Somewhat by accident, we’ve ended up with a new anonymity enhancement in kloak. We now use an “event batching” technique for scroll events similar to what we previously used for mouse movement events. The main reason this was done was actually unrelated to providing better anonymity; Tor Browser and Firefox both had almost entirely non-functional scrolling with kloak because we weren’t sending “axis_discrete” scroll events alongside the normal “axis” scroll events.

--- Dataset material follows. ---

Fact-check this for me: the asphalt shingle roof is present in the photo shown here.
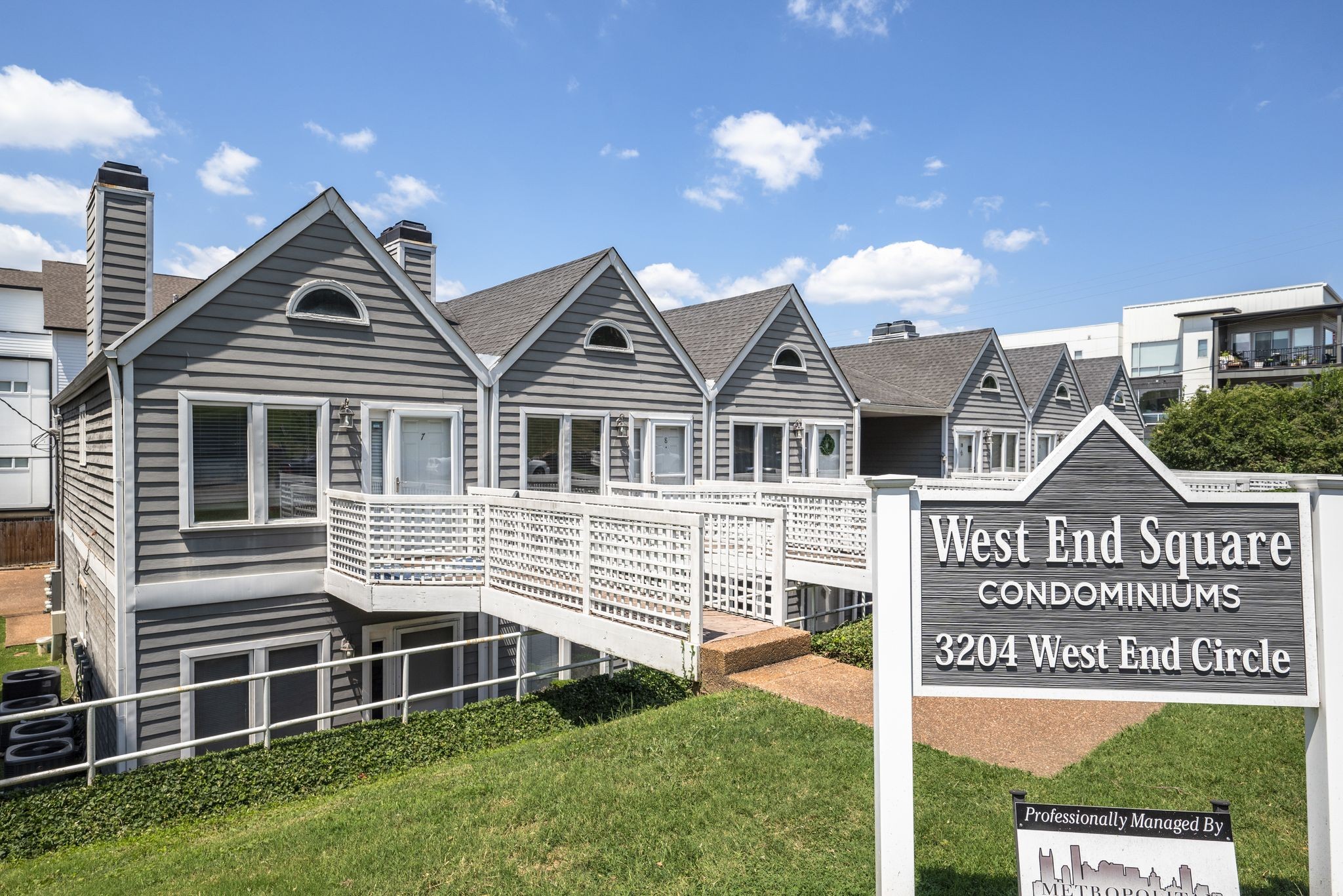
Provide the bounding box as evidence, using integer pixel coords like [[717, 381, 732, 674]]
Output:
[[438, 248, 611, 357], [833, 328, 992, 407], [1073, 355, 1124, 407], [0, 261, 200, 330], [1007, 343, 1068, 407], [662, 283, 792, 380]]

The quick-and-easy way of adding these kinds of events would have also resulted in usability bugs, and solving those usability bugs required doing about 90% of the work needed to do anonymity-improving event batching, so I decided to do the whole job since it wasn’t much extra effort.
The basic idea behind the enhancement is two-fold: make all scroll devices look like the most common type of scroll device (specifically, “clicky” mouse wheels), and merge together high-resolution and quickly sent scroll events into less-precise, less-frequent scroll events.

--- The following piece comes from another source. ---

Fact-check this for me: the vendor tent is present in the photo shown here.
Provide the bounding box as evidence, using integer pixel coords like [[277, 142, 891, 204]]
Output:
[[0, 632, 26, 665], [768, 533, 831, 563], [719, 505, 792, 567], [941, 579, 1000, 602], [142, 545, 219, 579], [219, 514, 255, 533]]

- We keep track of the distance the user has scrolled in any particular direction, waiting until the user has scrolled a certain amount in one direction to actually send a scroll event.
- Once the needed scroll distance has accumulated in kloak, we create a scroll event that looks like a mouse wheel “click”, and schedule it for release the same way we schedule all other input events.

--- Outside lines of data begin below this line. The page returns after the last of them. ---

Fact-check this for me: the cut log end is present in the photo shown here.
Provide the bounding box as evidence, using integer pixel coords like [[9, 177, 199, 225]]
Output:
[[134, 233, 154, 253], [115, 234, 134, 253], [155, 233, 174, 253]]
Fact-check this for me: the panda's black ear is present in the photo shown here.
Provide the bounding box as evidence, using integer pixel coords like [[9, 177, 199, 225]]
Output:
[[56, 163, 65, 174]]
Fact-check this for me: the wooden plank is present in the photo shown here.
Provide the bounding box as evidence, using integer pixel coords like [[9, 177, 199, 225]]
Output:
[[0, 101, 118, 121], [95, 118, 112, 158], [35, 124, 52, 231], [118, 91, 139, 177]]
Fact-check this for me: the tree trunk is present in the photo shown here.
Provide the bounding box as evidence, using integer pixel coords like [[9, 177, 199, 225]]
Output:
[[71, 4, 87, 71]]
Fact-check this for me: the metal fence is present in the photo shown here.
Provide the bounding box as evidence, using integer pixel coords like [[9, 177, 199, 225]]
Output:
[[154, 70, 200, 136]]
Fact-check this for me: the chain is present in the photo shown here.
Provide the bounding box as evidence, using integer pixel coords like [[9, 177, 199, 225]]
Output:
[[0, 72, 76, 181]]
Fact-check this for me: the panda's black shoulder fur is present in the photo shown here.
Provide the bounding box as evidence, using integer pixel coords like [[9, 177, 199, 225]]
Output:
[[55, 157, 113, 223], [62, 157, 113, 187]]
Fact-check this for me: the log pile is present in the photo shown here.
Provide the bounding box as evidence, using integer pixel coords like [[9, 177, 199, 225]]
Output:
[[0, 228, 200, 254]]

- If the user scrolls very quickly and ends up with a large scroll distance in the accumulator, instead of sending a large number of individual scroll events, we combine the scroll events together so that applications see one big scroll event instead of several smaller ones.
While this is supposed to enhance anonymity, it’s worth noting that users can do things that will still allow them to be fingerprinted even with these protections. Just like kloak isn’t able to entirely hide your typing speed or mouse movement speed, it’s also not able to entirely hide your scrolling speed. If you have a mouse with a free-spinning inertial mouse wheel like a Logitech MX Master device, and you attempt to scroll at full speed with it, applications will see a continuous stream of very large scroll events, which will look very different from someone using a true “clicky” mouse wheel. With typing and mouse movement this isn’t so bad, since most people probably don’t have massively different mouse movement speeds, and people can only type so fast, but with scroll speed this is exacerbated because laptop two-finger scrolling and inertial mouse wheels can both scroll much faster than “clicky” mouse wheels ever could. Thus, users should exercise caution when it comes to how they scroll, especially how fast they scroll, when using apps that may attempt to fingerprint them.
Like the enhanced mouse movement anonymization features, the new scrolling anonymization features will be first available in Whonix 18. At the time of this writing the new enhancements aren’t in trixie-developers yet, but they likely will be soon.